November 22, 2024 By Carol Britton Meyer
In a 47-page memorandum and order filed Nov. 20, U.S. Magistrate Judge Paul G. Levenson denied the motion for preliminary injunction filed by an attorney representing the parents of a Hingham High School student against Hingham Public Schools administrators and teachers claiming that their son’s rights were violated when he was disciplined for using artificial intelligence during the note-taking and draft phase for a history paper.
“In sum, the nation’s youth is primarily the responsibility of parents, teachers, and state and local school officials, and not of federal judges,” the document states in part. “. . . . This case well illustrates the good sense in that division of labor.”
However, according to Peter Farrell, attorney for the student’s parents — Dale and Jennifer Harris — the case will continue, “and we look forward to further developing the factual record by conducting discovery and continuing to ask probing questions.”
Farrell also had this to say in response to an email inquiry from the Hingham Anchor:
“We respect the Court’s order issued [yesterday] afternoon. The Plaintiff’s Motion for Preliminary Injunction is just that — preliminary. The factual record is underdeveloped record and no discovery has yet been conducted. That being said, it should not be lost on anyone that the Court took 47 pages to discuss the extensive evidentiary hearing on the record developed to date.”
Farrell went on to say that “of the several prayers for relief sought in the Plaintiff’s motion, the Plaintiffs sought the student’s immediate induction into the National Honor Society without further delay. Without this federal case, it would not have come to light that the student at issue in this case was treated differently than other students admitted to National Honor Society who had academic integrity infractions on their record when he was initially denied entry altogether. It is particularly telling that the school chose to admit the student to the National Honor Society within a week of the hearing on the Plaintiff’s Motion for Preliminary Injunction. The timing of that action was not a coincidence.”
The memorandum and order signed by the judge further states, in part, that the final consideration in weighing the grant of a preliminary injunction is the effect of the court’s action on the public interest: “There is, of course, a strong public interest in the protection of constitutional rights. . . . In this case, however, Plaintiffs have not shown a likelihood of succeeding on their constitutional claims. As such, the Court cannot find that issuing injunctive relief for Plaintiffs would serve any public interest in that regard.”
The document also states that “on the other side of the scale, there is a strong public interest in allowing school officials to do their work undisturbed by unnecessary lawsuits. It is apparent that this case has already consumed a considerable amount of time and energy, undoubtedly detracting from the resources available for teaching and administration. Defendants credibly suggest that such wastage would be magnified exponentially if teachers’ and school officials’ every decision regarding grades and discipline were subject to legal challenge.”
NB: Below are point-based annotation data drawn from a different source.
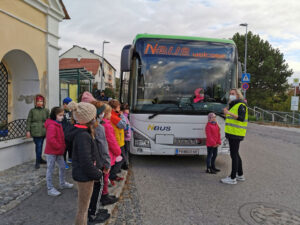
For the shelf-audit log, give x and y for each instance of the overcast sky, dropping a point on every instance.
(118, 21)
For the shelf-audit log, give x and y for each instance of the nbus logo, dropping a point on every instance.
(159, 128)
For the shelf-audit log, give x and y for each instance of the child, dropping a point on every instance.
(119, 124)
(113, 146)
(84, 163)
(213, 140)
(35, 127)
(66, 123)
(55, 148)
(127, 134)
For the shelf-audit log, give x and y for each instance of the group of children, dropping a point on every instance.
(96, 136)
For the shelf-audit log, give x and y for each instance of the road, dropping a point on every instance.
(176, 190)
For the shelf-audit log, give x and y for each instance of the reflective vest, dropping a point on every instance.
(233, 126)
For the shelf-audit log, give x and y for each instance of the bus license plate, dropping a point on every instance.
(187, 151)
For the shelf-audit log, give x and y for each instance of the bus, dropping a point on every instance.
(171, 83)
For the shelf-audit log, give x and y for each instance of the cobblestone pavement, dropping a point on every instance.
(26, 201)
(168, 190)
(18, 183)
(127, 211)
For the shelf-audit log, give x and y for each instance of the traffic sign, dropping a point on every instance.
(246, 78)
(245, 86)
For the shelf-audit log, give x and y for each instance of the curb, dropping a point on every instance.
(117, 191)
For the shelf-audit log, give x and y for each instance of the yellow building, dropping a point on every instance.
(29, 64)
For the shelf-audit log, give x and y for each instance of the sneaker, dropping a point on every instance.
(43, 161)
(66, 185)
(215, 169)
(119, 178)
(106, 200)
(228, 180)
(112, 182)
(53, 192)
(240, 178)
(98, 218)
(209, 170)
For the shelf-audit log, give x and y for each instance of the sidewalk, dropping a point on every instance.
(24, 199)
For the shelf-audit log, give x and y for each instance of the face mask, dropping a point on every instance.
(59, 118)
(232, 97)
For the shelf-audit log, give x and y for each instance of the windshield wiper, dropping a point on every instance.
(163, 110)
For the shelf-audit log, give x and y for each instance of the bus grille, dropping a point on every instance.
(189, 141)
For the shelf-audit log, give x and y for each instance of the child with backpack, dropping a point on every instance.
(55, 148)
(213, 140)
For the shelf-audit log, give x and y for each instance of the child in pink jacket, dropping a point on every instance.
(213, 140)
(55, 148)
(113, 146)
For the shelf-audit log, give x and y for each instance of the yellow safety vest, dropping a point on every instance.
(233, 126)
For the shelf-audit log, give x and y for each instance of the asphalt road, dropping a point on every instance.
(176, 190)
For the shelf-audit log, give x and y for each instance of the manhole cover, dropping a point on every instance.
(268, 214)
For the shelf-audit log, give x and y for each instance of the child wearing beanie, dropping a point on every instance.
(85, 157)
(213, 140)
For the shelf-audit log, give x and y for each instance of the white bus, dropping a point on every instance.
(171, 84)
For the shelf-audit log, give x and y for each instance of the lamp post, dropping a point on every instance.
(102, 64)
(245, 62)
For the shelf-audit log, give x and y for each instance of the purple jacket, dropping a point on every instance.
(127, 131)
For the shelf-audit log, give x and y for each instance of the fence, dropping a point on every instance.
(260, 114)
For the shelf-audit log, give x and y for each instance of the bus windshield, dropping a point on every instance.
(182, 76)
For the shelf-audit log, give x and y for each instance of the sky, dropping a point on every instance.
(118, 21)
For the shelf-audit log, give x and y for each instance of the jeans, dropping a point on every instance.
(237, 167)
(95, 198)
(85, 190)
(211, 157)
(38, 141)
(51, 159)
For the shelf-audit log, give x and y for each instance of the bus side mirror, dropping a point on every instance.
(126, 56)
(240, 70)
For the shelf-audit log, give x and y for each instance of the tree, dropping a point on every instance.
(268, 69)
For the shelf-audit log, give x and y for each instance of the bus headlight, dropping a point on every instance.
(140, 141)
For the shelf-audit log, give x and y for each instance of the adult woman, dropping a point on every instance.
(235, 131)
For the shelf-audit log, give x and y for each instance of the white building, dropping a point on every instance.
(79, 53)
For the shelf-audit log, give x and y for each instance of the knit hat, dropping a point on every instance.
(87, 97)
(67, 100)
(210, 116)
(39, 98)
(83, 112)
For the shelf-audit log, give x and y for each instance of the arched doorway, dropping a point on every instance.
(3, 99)
(19, 83)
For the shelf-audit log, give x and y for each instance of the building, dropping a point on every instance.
(81, 56)
(29, 64)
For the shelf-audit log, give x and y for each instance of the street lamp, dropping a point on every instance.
(102, 64)
(245, 62)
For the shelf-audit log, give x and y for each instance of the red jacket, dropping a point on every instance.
(113, 146)
(55, 144)
(213, 136)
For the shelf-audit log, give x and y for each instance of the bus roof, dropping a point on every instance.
(139, 36)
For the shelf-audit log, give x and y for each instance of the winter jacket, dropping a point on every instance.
(113, 146)
(67, 119)
(241, 117)
(127, 131)
(55, 144)
(213, 136)
(102, 147)
(84, 154)
(36, 119)
(119, 124)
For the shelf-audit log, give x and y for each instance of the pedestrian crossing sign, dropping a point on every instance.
(246, 78)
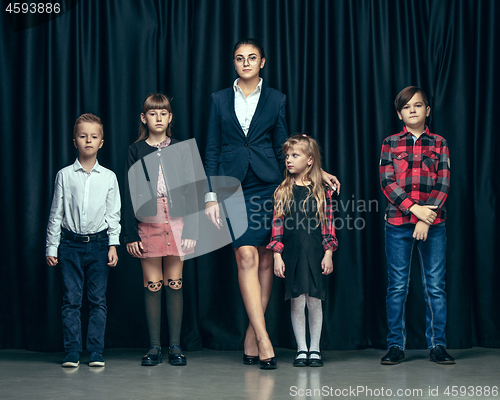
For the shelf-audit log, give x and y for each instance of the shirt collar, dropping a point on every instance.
(236, 87)
(406, 132)
(77, 166)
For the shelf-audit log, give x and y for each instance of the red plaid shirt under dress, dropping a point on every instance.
(327, 229)
(414, 173)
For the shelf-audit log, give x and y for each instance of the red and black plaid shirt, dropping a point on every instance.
(327, 229)
(414, 173)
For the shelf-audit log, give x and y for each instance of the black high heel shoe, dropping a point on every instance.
(177, 358)
(150, 360)
(250, 360)
(269, 363)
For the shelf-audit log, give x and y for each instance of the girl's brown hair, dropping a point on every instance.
(283, 195)
(154, 101)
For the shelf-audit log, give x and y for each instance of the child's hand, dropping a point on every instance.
(187, 244)
(112, 256)
(327, 263)
(51, 260)
(421, 230)
(279, 266)
(424, 213)
(135, 248)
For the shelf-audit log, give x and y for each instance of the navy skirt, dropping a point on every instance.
(258, 196)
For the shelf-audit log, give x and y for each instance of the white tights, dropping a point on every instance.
(298, 307)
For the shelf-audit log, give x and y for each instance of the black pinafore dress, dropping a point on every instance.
(303, 249)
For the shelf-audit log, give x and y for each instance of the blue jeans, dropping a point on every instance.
(432, 256)
(84, 263)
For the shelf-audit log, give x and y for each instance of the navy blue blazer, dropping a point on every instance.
(229, 152)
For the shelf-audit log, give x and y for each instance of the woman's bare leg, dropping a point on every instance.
(153, 283)
(250, 273)
(172, 276)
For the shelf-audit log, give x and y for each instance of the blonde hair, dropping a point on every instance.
(90, 118)
(154, 101)
(283, 195)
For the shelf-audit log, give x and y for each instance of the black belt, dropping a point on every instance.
(83, 238)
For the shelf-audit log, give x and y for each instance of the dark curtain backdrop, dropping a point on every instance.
(340, 63)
The decision went on to say that “unquestionably,” school officials are entitled to “a great degree of deference,” including their disciplinary actions.
“The Court agrees with defendants that issuing a preliminary injunction in this case would weaken the disciplinary toolbox of educators at HHS and hamper the ability to educate students on proper academic skills necessary for higher education and life in general,” the document reads.
The judge also stated in the decision that it is not the role of the federal courts to set aside decisions of school administrators and that while “public high school students do have substantive and procedural rights while at school,” there are limits regarding litigation related to school disciplinary proceedings and “the proper construction” of school regulations.
As background, a court hearing was held Oct. 22 related to the lawsuit filed by Dale and Jennifer Harris.
Following the hearing on the plaintiff’s motion for preliminary injunction in Massachusetts District Court, Farrell told the Hingham Anchor:
“This is an important case to bring on behalf of this promising student and to shine a light on the larger policy issues regarding the implementation of artificial intelligence in the public school setting. The Court heard testimony and legal argument on the extensive factual record and briefs that are publicly available. We respect the important work the Court must now undertake and will have no further comment at this time now that the Court has taken the Plaintiff’s Motion for Preliminary Injunction under advisement. The Court will issue a written decision in due course,” which occurred Nov. 20.